Finders Keepers (Bill Hodges Trilogy, #2)



Hodges told Holly he intended to spend at least part of his weekend crashed out in his La-Z-Boy watching baseball, and on Sunday afternoon he does watch the first three innings of the Indians game, but then a certain restlessness takes hold and he decides to pay a call. Not on an old pal, but certainly an old acquaintance. After each of these visits he tells himself Okay, that’s the end, this is pointless. He means it, too. Then – four weeks later, or eight, maybe ten – he’ll take the ride again. Something nags him into it. Besides, the Indians are already down to the Rangers by five, and it’s only the third inning.

He zaps off the television, pulls on an old Police Athletic League tee-shirt (in his heavyset days he used to steer clear of tees, but now he likes the way they fall straight, with hardly any belly-swell above the waist of his pants), and locks up the house.
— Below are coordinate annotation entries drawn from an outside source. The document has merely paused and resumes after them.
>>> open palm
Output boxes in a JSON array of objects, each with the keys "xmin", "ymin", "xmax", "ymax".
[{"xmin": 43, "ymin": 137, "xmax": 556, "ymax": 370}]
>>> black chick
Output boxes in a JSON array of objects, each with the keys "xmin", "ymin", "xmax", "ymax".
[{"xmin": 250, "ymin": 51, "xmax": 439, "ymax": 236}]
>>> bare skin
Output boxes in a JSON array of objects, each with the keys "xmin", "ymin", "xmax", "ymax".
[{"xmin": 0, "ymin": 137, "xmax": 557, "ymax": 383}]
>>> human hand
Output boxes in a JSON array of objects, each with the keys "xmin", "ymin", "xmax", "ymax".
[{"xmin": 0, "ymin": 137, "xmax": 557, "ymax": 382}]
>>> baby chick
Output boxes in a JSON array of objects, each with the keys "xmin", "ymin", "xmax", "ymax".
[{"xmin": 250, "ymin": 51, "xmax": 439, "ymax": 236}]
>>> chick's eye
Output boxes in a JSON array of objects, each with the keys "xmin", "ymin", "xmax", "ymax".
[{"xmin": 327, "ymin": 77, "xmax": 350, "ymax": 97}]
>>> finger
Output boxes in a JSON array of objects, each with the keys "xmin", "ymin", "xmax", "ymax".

Traffic is light on Sunday, and twenty minutes later he’s sliding his Prius into a slot on the third deck of the visitors’ parking garage, adjacent to the vast and ever metastasizing concrete sprawl of John M. Kiner Hospital. As he walks to the parking garage elevator, he sends up a prayer as he almost always does, thanking God that he’s here as a visitor rather than as a paying customer. All too aware, even as he says this very proper thank-you, that most people become customers sooner or later, here or at one of the city’s four other fine and not-so-fine sickbays. No one rides for free, and in the end, even the most seaworthy ship goes down, blub-blub-blub. The only way to balance that off, in Hodges’s opinion, is to make the most of every day afloat.
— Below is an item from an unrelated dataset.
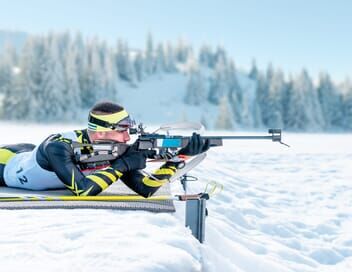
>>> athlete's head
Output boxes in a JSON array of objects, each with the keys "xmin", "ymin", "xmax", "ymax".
[{"xmin": 88, "ymin": 102, "xmax": 133, "ymax": 143}]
But if that’s true, what is he doing here?

The thought recalls to mind a snatch of poetry, heard or read long ago and lodged in his brain by virtue of its simple rhyme: Oh do not ask what is it, let us go and make our visit.





8


It’s easy to get lost in any big city hospital, but Hodges has made this trip plenty of times, and these days he’s more apt to give directions than ask for them. The garage elevator takes him down to a covered walkway; the walkway takes him to a lobby the size of a train terminal; the Corridor A elevator takes him up to the third floor; a skyway takes him across Kiner Boulevard to his final destination, where the walls are painted a soothing pink and the atmosphere is hushed. The sign above the reception desk reads:

WELCOME TO LAKES REGION

TRAUMATIC BRAIN INJURY CLINIC

NO CELL PHONES OR TELECOMMUNICATIONS

DEVICES ALLOWED

HELP US MAINTAIN A QUIET ENVIRONMENT

WE APPRECIATE YOUR COOPERATION

Hodges goes to the desk, where his visitor’s badge is already waiting. The head nurse knows him; after four years, they are almost old friends.
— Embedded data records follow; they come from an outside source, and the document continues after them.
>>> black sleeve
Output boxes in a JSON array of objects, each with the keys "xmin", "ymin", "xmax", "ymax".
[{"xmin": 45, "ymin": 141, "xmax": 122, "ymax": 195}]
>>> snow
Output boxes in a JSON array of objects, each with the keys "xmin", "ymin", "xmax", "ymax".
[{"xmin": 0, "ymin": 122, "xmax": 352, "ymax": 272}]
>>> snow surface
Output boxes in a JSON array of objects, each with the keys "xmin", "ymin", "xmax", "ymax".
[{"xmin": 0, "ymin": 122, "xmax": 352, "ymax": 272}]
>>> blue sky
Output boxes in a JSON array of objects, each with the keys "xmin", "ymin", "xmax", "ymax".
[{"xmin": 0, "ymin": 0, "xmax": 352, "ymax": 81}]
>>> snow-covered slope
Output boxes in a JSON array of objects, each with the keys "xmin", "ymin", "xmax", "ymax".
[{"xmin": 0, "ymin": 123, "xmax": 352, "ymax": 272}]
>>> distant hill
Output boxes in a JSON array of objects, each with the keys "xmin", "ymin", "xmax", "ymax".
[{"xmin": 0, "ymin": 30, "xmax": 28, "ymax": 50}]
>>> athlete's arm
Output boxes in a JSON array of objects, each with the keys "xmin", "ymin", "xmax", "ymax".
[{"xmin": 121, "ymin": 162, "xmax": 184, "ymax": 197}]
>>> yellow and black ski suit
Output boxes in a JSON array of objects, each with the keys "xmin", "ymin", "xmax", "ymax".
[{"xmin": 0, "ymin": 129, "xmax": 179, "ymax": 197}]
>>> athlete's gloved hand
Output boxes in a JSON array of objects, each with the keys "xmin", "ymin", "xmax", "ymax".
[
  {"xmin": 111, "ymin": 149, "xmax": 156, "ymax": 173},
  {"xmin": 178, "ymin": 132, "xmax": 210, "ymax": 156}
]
‘How’s your family, Becky?’

She says they are fine.

‘Son’s broken arm mending?’

She says it is. The cast is off and he’ll be out of the sling in another week, two at most.

‘That’s fine. Is my boy in his room or physical therapy?’

She says he’s in his room.

Hodges ambles down the hall toward Room 217, where a certain patient resides at state expense. Before Hodges gets there, he meets the orderly the nurses call Library Al. He’s in his sixties, and – as usual – he’s pushing a trolley cart packed with paperbacks and newspapers. These days there’s a new addition to his little arsenal of diversions: a small plastic tub filled with handheld e-readers.

‘Hey, Al,’ Hodges says. ‘How you doin?’

Although Al is ordinarily garrulous, this afternoon he seems half asleep, and there are purple circles under his eyes. Somebody had a hard night, Hodges thinks with amusement. He knows the symptoms, having had a few hard ones himself. He thinks of snapping his fingers in front of Al’s eyes, sort of like a stage hypnotist, then decides that would be mean. Let the man suffer the tail end of his hangover in peace. If it’s this bad in the afternoon, Hodges hates to think of what it must have been like this morning.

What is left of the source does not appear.